One of the three winning dance teams from Katong Convent performed a fusion dance.
Hungry? Walk into any food court or hawker centre and more likely than not, you’ll have a wide variety of food readily available - Chinese, Malay, Indian or even international cuisine - thanks to the presence of the different races in our country.
Being multi-racial has no doubt brought a whole slew of gastronomic delights, much to the glee of our food-loving nation, and being multi-religious has seen us experience a myriad of fascinating festivals and celebrations (and more public holidays!). However, these ingredients that have made our country more interesting and colourful could also be the very ingredients for a destructive brew.
In 1964, two riots broke out in Singapore between the Chinese and Malay communities. The July and September riots lasted five days on each occasion and these were the worst and most prolonged riots in our post-war history, with 36 people killed and about 560 people injured.
For our tiny island, racial discord is a burden too costly to bear. The need to instil a solemn understanding of the nation’s vulnerabilities spurred the introduction of National Education (NE) 10 years ago, with the objective to develop national cohesion, an instinct for survival and confidence in the future of Singapore.
One of the key events schools commemorate as part of NE is Racial Harmony Day, which falls on 21 July to mark the day in 1964 when racial riots broke out in Singapore. When schools celebrate Racial Harmony Day today, various activities are planned to help students understand and appreciate the cultures and practices of each race.
Take for example the celebration activities for Racial Harmony Day at CHIJ Katong Convent this year.

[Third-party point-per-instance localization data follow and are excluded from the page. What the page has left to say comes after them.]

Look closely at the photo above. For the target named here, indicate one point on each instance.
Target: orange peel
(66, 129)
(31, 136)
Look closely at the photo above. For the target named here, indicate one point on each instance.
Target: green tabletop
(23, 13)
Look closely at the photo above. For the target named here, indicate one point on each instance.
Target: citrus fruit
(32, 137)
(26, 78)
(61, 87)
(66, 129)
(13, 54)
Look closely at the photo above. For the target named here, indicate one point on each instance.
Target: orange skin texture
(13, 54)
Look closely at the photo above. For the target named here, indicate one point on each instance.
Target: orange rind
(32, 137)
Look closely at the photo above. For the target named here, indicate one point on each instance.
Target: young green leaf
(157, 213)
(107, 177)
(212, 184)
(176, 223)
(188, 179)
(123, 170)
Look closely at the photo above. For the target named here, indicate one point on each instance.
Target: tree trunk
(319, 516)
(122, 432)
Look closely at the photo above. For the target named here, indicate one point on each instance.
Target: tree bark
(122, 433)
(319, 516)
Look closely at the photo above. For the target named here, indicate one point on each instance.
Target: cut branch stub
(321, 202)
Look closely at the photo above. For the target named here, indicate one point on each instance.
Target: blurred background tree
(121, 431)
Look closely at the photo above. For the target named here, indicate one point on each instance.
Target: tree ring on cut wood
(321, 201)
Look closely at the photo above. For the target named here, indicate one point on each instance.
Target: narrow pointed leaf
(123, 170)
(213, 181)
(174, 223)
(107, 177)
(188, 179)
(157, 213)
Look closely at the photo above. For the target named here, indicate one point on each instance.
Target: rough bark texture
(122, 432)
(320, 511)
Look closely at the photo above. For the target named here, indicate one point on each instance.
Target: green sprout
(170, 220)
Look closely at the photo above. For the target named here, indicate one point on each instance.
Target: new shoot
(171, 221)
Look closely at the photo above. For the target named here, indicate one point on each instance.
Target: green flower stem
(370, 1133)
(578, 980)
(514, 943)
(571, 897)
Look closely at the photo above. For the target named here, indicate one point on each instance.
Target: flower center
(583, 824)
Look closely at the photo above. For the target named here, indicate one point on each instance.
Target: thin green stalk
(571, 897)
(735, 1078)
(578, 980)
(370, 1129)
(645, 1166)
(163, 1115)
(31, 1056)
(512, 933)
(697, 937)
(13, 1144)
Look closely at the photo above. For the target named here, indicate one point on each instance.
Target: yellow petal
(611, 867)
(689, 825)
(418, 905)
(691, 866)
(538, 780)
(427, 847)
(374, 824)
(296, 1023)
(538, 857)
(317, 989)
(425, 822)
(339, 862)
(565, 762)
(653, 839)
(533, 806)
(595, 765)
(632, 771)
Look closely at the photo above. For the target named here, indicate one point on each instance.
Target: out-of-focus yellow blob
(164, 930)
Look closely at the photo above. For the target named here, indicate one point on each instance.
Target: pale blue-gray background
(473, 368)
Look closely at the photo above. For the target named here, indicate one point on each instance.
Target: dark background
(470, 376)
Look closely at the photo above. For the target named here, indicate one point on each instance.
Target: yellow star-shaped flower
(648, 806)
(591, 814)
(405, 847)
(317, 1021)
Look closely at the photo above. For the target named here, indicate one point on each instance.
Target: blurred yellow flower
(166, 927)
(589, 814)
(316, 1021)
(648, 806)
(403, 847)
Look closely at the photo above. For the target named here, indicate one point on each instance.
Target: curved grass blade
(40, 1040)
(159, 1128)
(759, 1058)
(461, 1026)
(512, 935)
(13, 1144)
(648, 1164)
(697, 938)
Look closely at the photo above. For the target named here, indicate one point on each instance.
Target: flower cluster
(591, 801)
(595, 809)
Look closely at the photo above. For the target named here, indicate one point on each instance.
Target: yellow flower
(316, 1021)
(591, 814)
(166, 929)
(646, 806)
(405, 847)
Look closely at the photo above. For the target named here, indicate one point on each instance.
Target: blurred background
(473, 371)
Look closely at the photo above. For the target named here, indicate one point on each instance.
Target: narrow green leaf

One activity was a video of interviews with students about what Racial Harmony Day meant to them and the activities they would like to have for this day. “The interviews done by the students were really good. It was a very sincere reflection of students’ awareness of racial harmony,” observed Mrs Emily Sim, covering Head of Department for PE. Added Science teacher Mr Lim Kheam Soon, “The interviews were a good platform for students to share their views on racial harmony and issues surrounding it.”
Girls from the Dance Club performed a Balinese dance, which they picked up from one of the school’s teachers, Mr Juraimy.
On a more energetic note, three teams of students, winners of a dance competition held for the Sec 1 to 3 classes, danced their way into the hearts of the audience, with each group creatively blending songs and dance steps from the cultures of different races.
The celebration extended to recess time, when Sec 1 students competed in traditional games such as five stones, chapteh, congkak and pick-up sticks. Sherilyn Tan, a Sec 3 student and president of the Student Councillors, reflected on the activities, saying, “This year’s celebration was special because most of the activities required everyone to work together, no matter what race or religion we belonged to. For example, every Sec 3 class had to come up with a fusion food item and sell it during the mass recess.”
The Parent Teacher Support Group also got into the act and among the many unusual items for sale in school that day included fusion food such as satay popiah, naga sari (a wrap made with banana and green peas) and abok-abok (a Malay dessert made from sago and gula Melaka). Through such diverse activities, students get to see, taste and experience one another’s cultures and practices.
To add to the festive ambience, the school premises were festooned with colours and objects that represent the four races, all tied together in one perfect racially harmonious presentation. At Katong Convent that day - and no doubt at schools across Singapore - students and staff went home with a lasting memory of a Singaporean identity that will continue to be each and every individual’s treasured heritage.